The value of small and medium-sized businesses (SMEs) in Europe has slowed, new figures show, compared to the two years preceding 2013.
According to the annual SMEs Performance Review compiled by the European Commission, businesses in the space ‘struggled’ during 2013 – but there is now ‘signs of positive economic recovery’.
During 2013, the numbers of SMEs and the cumulative value added stood above pre-crisis levels recorded in 2008, but employment was ‘some way below’ that mark having dipped by 1.9 million employees – a figure that is 2.16 per cent below the 2008 mark.
Furthermore, the positive value-add statistic is slower than in 2012 when 1.5 per cent was noted, and 2011 when it was 4.2 per cent.

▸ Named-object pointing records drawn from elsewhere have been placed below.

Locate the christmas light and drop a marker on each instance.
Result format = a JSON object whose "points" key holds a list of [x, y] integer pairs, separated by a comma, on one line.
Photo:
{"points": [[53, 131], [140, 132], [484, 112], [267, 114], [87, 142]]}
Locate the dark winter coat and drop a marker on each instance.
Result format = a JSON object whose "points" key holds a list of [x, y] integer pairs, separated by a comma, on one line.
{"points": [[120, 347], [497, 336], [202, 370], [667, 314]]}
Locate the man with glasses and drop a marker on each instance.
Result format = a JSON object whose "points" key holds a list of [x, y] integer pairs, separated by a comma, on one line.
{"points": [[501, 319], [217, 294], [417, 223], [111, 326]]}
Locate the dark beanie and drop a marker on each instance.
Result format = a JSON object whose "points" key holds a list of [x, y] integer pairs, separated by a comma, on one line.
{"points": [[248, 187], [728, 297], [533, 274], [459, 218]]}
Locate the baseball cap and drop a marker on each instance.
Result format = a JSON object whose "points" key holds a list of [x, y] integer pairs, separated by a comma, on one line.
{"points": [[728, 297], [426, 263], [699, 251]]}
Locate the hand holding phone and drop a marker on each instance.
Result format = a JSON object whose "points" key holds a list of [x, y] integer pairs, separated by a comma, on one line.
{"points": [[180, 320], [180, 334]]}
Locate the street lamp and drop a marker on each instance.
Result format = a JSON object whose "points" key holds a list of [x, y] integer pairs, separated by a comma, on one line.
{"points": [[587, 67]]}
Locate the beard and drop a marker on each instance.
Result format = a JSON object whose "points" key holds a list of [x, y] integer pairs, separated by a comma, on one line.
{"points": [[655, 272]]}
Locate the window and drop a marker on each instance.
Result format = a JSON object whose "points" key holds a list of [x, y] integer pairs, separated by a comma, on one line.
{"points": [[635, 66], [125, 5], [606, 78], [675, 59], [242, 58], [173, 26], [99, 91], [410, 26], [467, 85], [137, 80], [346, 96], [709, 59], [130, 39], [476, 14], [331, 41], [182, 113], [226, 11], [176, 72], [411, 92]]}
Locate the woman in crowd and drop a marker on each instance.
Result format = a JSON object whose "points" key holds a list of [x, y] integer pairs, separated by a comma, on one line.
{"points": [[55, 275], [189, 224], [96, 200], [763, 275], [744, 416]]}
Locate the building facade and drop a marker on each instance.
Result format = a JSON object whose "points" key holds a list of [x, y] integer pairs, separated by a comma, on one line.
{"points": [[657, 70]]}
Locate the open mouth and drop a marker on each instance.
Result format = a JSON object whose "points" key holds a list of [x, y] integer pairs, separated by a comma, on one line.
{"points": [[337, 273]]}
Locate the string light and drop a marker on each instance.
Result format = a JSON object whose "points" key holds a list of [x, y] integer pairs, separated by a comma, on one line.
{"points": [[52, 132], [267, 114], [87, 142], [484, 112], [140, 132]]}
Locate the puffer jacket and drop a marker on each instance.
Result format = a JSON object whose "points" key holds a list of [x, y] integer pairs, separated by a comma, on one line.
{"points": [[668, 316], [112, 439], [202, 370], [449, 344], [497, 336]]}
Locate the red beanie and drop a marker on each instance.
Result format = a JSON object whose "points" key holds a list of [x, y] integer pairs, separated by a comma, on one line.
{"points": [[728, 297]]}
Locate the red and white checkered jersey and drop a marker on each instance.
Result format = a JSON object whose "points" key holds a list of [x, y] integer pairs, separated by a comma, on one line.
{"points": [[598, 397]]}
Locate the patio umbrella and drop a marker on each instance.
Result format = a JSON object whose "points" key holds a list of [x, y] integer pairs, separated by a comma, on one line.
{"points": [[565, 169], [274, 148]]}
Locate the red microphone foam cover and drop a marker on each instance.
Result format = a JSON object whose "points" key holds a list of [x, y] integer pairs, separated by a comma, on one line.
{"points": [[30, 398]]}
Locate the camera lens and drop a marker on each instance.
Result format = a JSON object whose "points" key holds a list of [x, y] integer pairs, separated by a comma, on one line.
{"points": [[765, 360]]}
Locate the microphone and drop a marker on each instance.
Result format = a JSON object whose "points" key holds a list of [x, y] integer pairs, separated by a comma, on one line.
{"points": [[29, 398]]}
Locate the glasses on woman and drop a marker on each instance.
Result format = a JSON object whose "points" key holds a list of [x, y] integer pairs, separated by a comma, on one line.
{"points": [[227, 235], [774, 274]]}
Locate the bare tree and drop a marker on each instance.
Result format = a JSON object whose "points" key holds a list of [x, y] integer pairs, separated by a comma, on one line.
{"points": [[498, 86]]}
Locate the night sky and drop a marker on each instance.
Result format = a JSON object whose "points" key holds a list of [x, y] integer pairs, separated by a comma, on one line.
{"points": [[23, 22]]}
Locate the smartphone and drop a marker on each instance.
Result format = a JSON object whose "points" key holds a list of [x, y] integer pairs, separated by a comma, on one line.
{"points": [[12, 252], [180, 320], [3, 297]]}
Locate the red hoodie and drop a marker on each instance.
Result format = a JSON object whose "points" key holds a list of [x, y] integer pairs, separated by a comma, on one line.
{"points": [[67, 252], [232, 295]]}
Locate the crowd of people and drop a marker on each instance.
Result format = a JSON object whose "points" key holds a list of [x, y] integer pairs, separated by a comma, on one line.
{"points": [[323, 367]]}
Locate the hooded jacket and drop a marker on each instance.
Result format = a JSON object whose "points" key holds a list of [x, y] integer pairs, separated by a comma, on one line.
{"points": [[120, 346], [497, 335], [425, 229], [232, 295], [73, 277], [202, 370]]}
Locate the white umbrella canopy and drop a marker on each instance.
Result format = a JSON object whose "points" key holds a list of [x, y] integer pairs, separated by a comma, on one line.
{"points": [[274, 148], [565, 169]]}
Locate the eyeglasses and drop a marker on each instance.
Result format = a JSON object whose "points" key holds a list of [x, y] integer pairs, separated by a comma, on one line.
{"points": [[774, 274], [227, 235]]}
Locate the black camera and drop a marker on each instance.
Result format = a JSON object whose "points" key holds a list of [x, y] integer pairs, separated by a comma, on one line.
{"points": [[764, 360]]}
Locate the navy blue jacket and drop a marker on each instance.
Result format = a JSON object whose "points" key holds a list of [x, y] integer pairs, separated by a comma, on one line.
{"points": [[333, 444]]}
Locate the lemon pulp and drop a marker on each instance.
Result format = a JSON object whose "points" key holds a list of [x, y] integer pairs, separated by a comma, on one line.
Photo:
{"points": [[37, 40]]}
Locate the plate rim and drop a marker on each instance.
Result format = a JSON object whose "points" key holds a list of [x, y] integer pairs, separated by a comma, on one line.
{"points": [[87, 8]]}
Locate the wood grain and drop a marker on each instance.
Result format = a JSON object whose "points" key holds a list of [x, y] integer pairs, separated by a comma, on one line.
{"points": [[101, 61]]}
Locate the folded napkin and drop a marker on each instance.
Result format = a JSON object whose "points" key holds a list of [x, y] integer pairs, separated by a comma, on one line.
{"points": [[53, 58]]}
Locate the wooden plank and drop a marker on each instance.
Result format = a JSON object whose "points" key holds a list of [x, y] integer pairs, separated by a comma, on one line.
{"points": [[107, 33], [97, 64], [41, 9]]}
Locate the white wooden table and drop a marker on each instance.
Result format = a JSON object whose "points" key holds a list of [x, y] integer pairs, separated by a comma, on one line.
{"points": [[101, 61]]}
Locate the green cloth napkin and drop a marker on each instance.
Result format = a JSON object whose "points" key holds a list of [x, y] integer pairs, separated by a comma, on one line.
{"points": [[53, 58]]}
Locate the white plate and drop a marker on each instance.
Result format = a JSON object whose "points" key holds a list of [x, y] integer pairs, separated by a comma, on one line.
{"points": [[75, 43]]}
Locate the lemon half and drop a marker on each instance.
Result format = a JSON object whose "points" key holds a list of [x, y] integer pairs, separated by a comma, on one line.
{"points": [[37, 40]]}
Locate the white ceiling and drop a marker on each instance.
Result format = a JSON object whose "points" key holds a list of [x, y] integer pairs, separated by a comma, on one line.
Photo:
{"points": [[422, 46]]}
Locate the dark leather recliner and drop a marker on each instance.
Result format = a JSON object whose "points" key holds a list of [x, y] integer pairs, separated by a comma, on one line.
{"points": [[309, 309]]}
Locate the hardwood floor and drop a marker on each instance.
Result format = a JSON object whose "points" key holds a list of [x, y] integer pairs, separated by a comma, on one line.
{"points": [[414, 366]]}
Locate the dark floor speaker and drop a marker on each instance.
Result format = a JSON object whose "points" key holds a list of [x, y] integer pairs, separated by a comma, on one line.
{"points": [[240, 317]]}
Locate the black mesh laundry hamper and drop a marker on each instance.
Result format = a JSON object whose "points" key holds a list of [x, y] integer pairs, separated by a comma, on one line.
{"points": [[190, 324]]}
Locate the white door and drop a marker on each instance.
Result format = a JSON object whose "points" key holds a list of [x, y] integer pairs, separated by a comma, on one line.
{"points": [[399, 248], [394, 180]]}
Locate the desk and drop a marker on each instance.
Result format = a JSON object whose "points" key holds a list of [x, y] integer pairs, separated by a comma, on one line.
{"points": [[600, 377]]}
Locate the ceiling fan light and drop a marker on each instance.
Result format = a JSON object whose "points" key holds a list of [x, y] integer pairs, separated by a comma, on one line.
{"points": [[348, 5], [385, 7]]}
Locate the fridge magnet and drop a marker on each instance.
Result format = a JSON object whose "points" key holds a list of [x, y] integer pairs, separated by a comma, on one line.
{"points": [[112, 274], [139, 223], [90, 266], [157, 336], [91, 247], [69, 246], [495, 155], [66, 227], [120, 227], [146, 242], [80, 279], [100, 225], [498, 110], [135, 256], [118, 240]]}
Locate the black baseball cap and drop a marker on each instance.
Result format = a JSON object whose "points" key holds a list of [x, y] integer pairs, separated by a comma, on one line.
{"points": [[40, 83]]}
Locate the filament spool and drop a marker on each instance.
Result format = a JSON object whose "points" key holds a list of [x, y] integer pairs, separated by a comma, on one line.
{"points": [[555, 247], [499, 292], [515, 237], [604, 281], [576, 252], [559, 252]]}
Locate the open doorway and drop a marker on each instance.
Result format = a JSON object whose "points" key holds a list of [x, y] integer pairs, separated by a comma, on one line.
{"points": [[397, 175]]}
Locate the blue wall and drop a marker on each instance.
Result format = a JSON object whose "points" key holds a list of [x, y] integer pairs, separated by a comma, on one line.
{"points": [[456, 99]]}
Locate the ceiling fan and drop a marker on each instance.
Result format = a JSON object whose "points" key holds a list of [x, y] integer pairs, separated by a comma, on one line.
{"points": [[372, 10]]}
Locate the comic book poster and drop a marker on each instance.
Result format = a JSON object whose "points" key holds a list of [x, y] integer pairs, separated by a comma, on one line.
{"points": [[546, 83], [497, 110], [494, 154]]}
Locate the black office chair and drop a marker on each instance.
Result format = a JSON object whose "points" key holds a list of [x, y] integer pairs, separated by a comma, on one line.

Ferdinando Nelli Feroci, commissioner for industry and entrepreneurship, says, ‘The continued difficulties facing SMEs underline the need for the EU and the member states to continue their efforts to improve the business climate.
‘We need SMEs to create jobs and the indicators published make it clear that more needs to be done to address obstacles such as difficulty accessing finance if we are to achieve sustained growth among SMEs all across the EU.’
The Commission says that recovery is being primarily driven by medium-sized businesses and micro-firms, while small firms ‘lag behind’. SMEs in construction and manufacturing were hit harder by the crisis, it reveals, while business services, information/communication and real estate proved to be ‘dynamic’.
Looking forward, the value added generated by SMEs in the EU is predicted to grow, rising by 2.8 per cent in 2014 and 3.4 per cent in 2014. Employment is also expected to grow by 0.1 per cent in 2014 and 0.7 per cent in 2015 – a cumulative increase of 740,000 positions.
When the 28 countries of the European Union are brought together, 2013 saw some 21.6 million SMEs in the non-financial business sector employ 88.8 million people and generate €3.666 trillion in value added.